NASHVILLE (BP) — Most summers, Christian artists tour the country performing for packed audiences in churches, arenas and concert halls. This summer, restrictions brought about by the COVID-19 global pandemic make such crowds temporarily impossible.
So three Christian music stars have found another way to reach their audience. And it’s not a new technology platform. It’s an old one.
Michael W. Smith, Steven Curtis Chapman and Third Day’s Mac Powell will begin the Drive-In Theater Tour next month in Watertown, Tenn., just outside Nashville. They will move on to nine more cities from there.
With so many dates in the spring and summer canceled, Chapman said he was eager for any opportunity to play live music again.
“Everything just came to a screeching halt,” Chapman said of the effects of the COVID-19 shutdown. “That’s when this drive-in tour idea was presented to me.”
Chapman has toured with both Powell and Smith at different times in the past and is looking forward to playing together with them — and to encouraging people through his own music again.

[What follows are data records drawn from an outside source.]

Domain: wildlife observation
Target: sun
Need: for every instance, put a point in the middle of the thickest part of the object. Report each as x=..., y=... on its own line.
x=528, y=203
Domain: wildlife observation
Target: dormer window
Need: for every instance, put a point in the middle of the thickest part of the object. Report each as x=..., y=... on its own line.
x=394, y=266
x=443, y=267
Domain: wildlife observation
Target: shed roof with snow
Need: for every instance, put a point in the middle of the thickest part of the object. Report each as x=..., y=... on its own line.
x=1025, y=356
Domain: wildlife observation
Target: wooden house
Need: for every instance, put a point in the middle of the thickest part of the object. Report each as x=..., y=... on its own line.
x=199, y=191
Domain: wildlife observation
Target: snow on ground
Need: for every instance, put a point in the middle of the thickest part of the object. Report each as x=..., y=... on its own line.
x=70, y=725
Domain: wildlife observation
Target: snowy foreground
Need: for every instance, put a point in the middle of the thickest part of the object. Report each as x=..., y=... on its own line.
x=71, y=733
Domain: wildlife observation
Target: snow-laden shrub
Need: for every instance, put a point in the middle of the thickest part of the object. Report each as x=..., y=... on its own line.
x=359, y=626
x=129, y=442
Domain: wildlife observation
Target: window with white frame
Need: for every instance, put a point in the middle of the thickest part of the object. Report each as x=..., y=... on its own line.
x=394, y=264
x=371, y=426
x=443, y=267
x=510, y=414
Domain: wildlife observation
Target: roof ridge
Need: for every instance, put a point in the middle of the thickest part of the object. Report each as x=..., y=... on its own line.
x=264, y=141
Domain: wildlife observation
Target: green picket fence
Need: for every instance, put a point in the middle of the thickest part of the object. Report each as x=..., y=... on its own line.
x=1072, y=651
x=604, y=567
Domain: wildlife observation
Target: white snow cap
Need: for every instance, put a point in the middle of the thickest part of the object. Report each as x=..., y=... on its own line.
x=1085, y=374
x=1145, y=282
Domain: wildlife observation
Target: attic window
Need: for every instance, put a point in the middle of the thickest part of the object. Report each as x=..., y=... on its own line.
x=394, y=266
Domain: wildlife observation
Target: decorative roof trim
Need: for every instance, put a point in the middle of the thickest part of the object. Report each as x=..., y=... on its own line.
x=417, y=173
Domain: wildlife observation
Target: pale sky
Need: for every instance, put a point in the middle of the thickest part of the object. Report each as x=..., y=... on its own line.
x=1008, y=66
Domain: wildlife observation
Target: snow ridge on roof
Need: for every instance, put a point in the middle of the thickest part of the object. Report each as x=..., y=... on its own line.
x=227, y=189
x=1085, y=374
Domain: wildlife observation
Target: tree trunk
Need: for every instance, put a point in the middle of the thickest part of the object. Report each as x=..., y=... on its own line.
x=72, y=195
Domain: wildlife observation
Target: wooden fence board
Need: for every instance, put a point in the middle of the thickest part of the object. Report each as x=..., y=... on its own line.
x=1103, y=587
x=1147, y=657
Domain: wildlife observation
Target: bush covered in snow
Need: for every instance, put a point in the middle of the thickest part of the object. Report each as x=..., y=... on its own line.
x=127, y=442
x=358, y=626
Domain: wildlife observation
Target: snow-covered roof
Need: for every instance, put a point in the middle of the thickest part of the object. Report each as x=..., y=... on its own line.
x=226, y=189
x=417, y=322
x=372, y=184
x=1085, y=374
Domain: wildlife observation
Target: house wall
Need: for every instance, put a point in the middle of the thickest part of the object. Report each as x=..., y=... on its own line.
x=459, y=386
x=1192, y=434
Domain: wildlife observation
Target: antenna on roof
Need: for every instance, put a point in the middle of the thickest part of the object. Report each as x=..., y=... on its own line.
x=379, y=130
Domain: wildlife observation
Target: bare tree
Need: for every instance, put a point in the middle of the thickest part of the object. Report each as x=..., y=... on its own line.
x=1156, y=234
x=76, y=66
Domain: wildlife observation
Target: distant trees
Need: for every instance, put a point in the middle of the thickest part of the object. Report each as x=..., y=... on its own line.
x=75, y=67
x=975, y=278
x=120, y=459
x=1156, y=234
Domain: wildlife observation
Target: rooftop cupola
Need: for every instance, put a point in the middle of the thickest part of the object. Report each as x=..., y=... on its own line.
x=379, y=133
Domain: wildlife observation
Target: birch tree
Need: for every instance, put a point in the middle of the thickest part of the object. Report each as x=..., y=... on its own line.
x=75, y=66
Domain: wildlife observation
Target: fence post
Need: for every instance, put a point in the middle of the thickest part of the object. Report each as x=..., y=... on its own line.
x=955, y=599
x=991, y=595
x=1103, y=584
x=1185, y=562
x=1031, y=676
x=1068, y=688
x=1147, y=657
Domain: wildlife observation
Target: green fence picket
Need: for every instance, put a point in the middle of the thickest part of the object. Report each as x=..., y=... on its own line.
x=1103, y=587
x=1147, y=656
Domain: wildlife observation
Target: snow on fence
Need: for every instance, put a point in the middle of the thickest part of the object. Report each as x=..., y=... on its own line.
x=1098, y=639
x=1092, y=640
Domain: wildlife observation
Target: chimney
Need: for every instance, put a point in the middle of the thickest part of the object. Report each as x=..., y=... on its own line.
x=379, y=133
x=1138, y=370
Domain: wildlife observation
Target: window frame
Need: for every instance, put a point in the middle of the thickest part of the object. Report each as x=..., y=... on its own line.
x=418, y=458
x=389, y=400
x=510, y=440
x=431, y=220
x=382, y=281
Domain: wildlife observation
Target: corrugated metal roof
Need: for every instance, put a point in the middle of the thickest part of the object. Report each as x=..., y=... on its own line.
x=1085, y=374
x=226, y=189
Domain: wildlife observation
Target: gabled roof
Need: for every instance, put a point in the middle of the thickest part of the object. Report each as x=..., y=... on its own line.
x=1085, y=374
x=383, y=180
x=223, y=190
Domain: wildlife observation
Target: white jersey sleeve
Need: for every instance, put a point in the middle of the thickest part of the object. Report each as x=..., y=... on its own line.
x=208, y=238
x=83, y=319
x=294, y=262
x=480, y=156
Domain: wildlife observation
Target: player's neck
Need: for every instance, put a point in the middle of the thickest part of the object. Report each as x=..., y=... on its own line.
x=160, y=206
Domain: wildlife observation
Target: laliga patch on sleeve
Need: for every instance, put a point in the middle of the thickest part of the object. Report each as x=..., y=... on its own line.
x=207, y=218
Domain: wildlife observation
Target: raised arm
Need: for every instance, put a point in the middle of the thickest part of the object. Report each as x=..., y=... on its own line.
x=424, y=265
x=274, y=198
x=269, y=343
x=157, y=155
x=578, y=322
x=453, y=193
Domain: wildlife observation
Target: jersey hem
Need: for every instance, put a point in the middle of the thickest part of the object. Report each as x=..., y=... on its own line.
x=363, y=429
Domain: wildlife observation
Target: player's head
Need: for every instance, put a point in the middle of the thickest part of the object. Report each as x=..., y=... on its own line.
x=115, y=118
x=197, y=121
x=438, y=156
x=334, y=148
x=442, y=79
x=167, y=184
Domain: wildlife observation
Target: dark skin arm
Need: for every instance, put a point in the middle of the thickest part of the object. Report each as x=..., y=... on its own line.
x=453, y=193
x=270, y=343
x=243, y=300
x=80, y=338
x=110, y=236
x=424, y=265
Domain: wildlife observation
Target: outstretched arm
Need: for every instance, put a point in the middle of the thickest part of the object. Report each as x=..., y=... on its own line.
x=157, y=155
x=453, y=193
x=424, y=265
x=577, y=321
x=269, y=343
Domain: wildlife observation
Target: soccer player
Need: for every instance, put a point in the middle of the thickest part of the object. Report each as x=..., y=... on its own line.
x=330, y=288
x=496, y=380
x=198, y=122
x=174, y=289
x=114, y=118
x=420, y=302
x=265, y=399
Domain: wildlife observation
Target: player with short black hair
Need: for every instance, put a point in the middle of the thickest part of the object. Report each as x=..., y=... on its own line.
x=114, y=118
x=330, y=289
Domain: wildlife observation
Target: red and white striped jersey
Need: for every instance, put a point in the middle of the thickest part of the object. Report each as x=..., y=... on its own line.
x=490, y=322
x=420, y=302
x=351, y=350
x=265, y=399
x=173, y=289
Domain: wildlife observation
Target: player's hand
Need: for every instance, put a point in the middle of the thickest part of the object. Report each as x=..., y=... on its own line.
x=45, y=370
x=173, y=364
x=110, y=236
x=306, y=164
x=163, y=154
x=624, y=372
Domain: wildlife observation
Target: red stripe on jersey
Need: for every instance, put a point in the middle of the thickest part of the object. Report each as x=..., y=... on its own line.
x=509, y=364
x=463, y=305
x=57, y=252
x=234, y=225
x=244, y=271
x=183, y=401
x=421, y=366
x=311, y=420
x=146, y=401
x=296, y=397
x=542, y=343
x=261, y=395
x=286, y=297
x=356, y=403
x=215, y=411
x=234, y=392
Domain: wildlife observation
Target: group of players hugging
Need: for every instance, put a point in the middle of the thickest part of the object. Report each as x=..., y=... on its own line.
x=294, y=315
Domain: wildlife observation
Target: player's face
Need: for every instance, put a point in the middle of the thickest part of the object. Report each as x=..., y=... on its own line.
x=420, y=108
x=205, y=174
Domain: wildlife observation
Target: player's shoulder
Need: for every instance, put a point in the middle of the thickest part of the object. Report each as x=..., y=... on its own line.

Seeing actual faces in an audience, rather than playing to a camera or posting about music on social media, is one of his most motivating factors for the tour, he said.
“Music is a conversation,” Chapman said. “We’ve been having the conversation, but its’ been one sided for a while. Something happens in a live concert situation that can only happen there, and that’s part of the beauty of it. We’re coming with a renewed appreciation for this gift of live music and the opportunity to do this.”
Awakening Events, the tour’s sponsor, saw 95 shows canceled from March to May, said Dan Fife, the company’s president and founder.
Searching for ways to get artists back on the road, Fife thought about a drive-in theater near his home in Arkansas that never closed down during the pandemic. The experience naturally allows for social distancing — cars parked several feet apart, families tailgating or sitting out in lawn chairs.
Fife compared the environment of the Drive-in Theater Tour to a festival, with concertgoers spread out on the lawn and the big movie screen behind the stage showing video of the live concert. The audio will reach the entire area rather than a typical drive-in movie where the audio streams to car radios.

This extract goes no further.